The candle problem may be one of the background ideas which contribute to the belief that large incentives don't change biases, even though it's a loose connection-- it shows that incentives reduce creativity.
I think I've found the source of the meme here Dan Pink on the surprising science of motivation.
I'm not sure it quite proves everything it wants to prove-- big rewards do induce creativity among scammers, even if it's mostly variations on a few themes.
A lot of creativity went into creating the financial crisis-- I'm not sure how much of it was deliberate fraud, and how much was people not wanting to think about the consequences of behaviors which could lead to big rewards for them.
I know about the motivation science stuff. But that's very much distinct from debiasing.

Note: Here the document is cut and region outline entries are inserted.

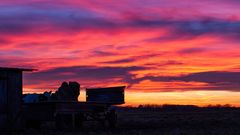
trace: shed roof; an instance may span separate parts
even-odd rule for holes
[[[35,69],[0,67],[0,71],[34,71]]]

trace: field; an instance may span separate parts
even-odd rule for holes
[[[24,135],[240,135],[240,109],[194,106],[118,108],[118,126],[86,122],[82,129],[57,131],[51,123]]]

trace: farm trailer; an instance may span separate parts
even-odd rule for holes
[[[124,89],[125,86],[86,89],[86,102],[24,103],[26,127],[39,128],[44,121],[54,121],[59,129],[73,129],[81,127],[84,121],[98,121],[113,128],[117,113],[112,106],[124,104]]]

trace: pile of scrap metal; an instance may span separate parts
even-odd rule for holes
[[[37,103],[46,101],[78,101],[80,84],[78,82],[63,82],[55,93],[44,92],[43,94],[24,94],[24,103]]]

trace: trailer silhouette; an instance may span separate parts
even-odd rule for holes
[[[39,128],[43,121],[55,121],[59,129],[73,129],[84,121],[98,121],[114,128],[117,113],[113,105],[124,104],[125,86],[86,89],[86,102],[46,101],[24,103],[27,127]]]

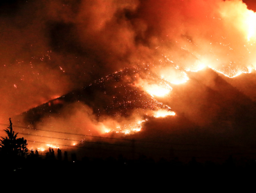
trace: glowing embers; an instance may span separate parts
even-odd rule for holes
[[[215,68],[212,68],[211,66],[208,66],[210,68],[212,69],[213,70],[221,73],[223,74],[225,77],[227,77],[228,78],[235,78],[238,77],[239,75],[244,73],[251,73],[253,71],[252,68],[244,68],[243,70],[231,70],[231,69],[227,69],[227,70],[217,70]]]
[[[189,80],[187,74],[179,69],[179,66],[173,68],[164,68],[161,72],[161,77],[172,84],[185,83]]]
[[[166,82],[158,79],[158,80],[146,80],[138,79],[136,86],[147,92],[152,97],[163,97],[167,96],[172,90],[172,87]]]

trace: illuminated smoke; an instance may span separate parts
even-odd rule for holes
[[[185,94],[174,94],[192,84],[191,72],[210,68],[237,78],[255,69],[256,17],[242,1],[24,1],[12,6],[2,5],[11,11],[0,15],[2,122],[44,103],[53,108],[68,103],[76,115],[81,107],[91,110],[81,115],[90,131],[128,134],[140,131],[158,110],[174,115],[178,103],[190,116],[199,112],[196,105],[182,108],[179,100]],[[127,69],[133,73],[122,72]],[[82,88],[86,99],[60,97]],[[207,90],[194,89],[201,95]],[[75,116],[66,114],[57,111],[36,125],[56,121],[53,129],[73,130],[63,125]]]

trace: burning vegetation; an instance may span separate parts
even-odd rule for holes
[[[11,11],[0,14],[0,123],[15,116],[38,150],[174,133],[244,143],[255,132],[256,13],[247,4],[2,3]]]

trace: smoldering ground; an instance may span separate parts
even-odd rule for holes
[[[246,17],[252,12],[241,1],[11,1],[1,9],[2,121],[132,67],[147,68],[151,79],[154,74],[171,82],[188,74],[187,83],[172,85],[168,97],[157,99],[176,112],[178,123],[184,119],[184,126],[176,126],[181,132],[194,128],[209,130],[208,135],[213,136],[235,130],[244,139],[253,132],[253,73],[238,82],[212,72],[188,72],[208,66],[233,77],[255,68],[255,37]],[[136,87],[131,87],[131,95],[145,96]],[[96,100],[86,95],[84,105],[93,114],[84,114],[84,119],[91,123],[88,116],[94,117],[97,109],[114,103],[111,99],[116,94],[110,94],[114,92],[111,88],[102,96],[101,91],[98,95],[94,91]],[[133,110],[127,113],[132,115]],[[57,120],[64,114],[56,111]],[[102,117],[113,119],[109,116]],[[168,133],[176,121],[175,116],[170,119],[170,123],[161,119],[165,125],[150,119],[136,134],[143,138],[153,125]],[[92,120],[100,123],[98,118]],[[158,134],[156,129],[152,136]]]

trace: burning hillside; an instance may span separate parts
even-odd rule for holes
[[[31,141],[253,136],[253,1],[3,1],[1,121],[17,116]]]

I'm trying to better understand the relationship between incentivization and rationality, and it occurred to me that it is a "folk fact" around here that large financial incentives don't make cognitive biases go away.
However, I can't seem to find any papers that actually say this. It's not easy to google for (I have tried) so I wonder if the Less Wrong collective memory knows how to find the papers?
Is there a pattern to which biases go away with incentivization? Do we have at least 5 examples of biases that go away with incentivization and 5 examples that don't go away with incentivization?
As an incentive, I'll paypal $10 to the commenter whose answer is least biased and most useful.